Mr Ibrahim said the hosiery sector had collapsed and the apparel industry was closing near to the disaster. “We have talked to the prime minister and the CBR chairman to come up with a package for textile and apparel sectors so that they could survive,” he said.
“Rising inflation is another hot issue that needs to be controlled,” he said, adding that there was also a need for increasing wages of workers. “When the government can provide power subsidy to cement and fertiliser sectors, then why the most job-oriented sectors like textile and apparel are ignored.”
Mr Ibrahim said the government should announce a cut in taxes on POL products so that general public could take a sigh of relief. “The non-performing sectors like stocks and real estate should be taxed.”
Bonanza Garments director Hanif Bilwani said the next budget should be people and export friendly, hoping that the government would reduce import duties on fabric and clothes.
TRADERS: Advisor to Karachi Wholesale Grocers Association Anis Majeed said the government would announce subsidy on pulses and sugar imports to bring down prices of these essential commodities.

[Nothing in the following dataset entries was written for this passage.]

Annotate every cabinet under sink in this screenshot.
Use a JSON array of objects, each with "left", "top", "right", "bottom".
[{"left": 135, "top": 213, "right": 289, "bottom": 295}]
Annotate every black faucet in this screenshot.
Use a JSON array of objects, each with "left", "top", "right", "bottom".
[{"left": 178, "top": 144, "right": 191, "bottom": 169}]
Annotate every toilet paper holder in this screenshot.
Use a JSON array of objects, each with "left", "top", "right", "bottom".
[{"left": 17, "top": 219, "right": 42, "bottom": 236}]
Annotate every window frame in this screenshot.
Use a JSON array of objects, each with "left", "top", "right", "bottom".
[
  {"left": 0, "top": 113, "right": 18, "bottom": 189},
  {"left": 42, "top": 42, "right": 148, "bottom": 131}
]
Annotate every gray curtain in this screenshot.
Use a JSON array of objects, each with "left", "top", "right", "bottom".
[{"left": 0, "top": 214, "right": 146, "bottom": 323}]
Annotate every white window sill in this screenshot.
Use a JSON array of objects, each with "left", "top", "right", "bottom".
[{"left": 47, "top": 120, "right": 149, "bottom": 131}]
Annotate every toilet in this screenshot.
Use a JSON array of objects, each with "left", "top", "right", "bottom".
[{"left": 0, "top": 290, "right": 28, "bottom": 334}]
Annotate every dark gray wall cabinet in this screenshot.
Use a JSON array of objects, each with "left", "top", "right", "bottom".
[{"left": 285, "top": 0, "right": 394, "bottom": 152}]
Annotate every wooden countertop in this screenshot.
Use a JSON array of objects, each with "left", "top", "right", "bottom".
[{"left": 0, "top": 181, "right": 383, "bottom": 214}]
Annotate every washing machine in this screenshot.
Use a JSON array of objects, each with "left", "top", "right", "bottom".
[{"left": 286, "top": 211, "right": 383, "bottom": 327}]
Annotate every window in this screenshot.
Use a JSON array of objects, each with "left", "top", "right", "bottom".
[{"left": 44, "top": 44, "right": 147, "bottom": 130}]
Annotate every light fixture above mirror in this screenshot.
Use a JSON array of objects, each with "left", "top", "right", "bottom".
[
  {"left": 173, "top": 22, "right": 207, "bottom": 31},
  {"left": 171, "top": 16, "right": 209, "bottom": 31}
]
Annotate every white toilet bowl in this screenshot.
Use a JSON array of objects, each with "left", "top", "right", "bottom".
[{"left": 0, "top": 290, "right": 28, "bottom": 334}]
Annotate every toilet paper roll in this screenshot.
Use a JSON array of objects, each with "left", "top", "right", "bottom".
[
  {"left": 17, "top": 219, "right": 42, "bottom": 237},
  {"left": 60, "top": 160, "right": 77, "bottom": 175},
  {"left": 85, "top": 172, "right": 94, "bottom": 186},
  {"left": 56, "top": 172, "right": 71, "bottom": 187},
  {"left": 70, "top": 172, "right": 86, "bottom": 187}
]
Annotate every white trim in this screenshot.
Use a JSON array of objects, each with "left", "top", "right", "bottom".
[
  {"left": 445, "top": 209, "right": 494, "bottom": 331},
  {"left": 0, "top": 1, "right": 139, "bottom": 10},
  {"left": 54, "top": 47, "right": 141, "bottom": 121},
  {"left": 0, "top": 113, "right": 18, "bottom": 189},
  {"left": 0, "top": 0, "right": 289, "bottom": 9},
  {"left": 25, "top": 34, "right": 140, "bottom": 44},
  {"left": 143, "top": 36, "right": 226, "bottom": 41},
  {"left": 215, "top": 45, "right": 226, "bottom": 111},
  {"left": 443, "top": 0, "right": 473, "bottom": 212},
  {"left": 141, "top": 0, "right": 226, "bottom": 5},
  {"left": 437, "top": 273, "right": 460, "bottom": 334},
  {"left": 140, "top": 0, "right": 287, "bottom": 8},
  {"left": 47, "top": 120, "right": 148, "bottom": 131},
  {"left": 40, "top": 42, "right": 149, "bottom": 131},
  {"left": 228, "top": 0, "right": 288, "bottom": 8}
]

“I think the new budget will be business friendly and business motivated,” he said, adding that the government believed that the consumers had yet to feel the trickle down effect of the positive economic indicators like rising foreign exchange reserves, GPP growth rate, increase in exports and imports, etc.
Karachi Retail Grocers Group General-Secretary Farid Qureshi hoped that the government would announce a people-friendly package in the budget that would help reduce prices of essential items.
The price of kitchen items surged by 40-50pc in the last one year, he said, adding that it was also necessary for the government to come up with an incentive package for the salaried class.
“The budget should be people-friendly keeping in view the next year’s general elections,” he said, adding that the government should remove taxes on essential items. For example, the removal of sales tax on sugar would bring down prices by Rs4 per kg immediately, he added.
Consumer Association of Pakistan Chairman Kaukab Iqbal said the government was expected to provide subsidy on essential items. He said the next year elections might become a basis for the government to provide relief to the general public so that they could cope with the rising prices of essential items.
“The government should set up a cell to monitor whether the importers, after getting subsidies, pass on the benefit to the consumers or put the imported items in their godowns to make windfalls.”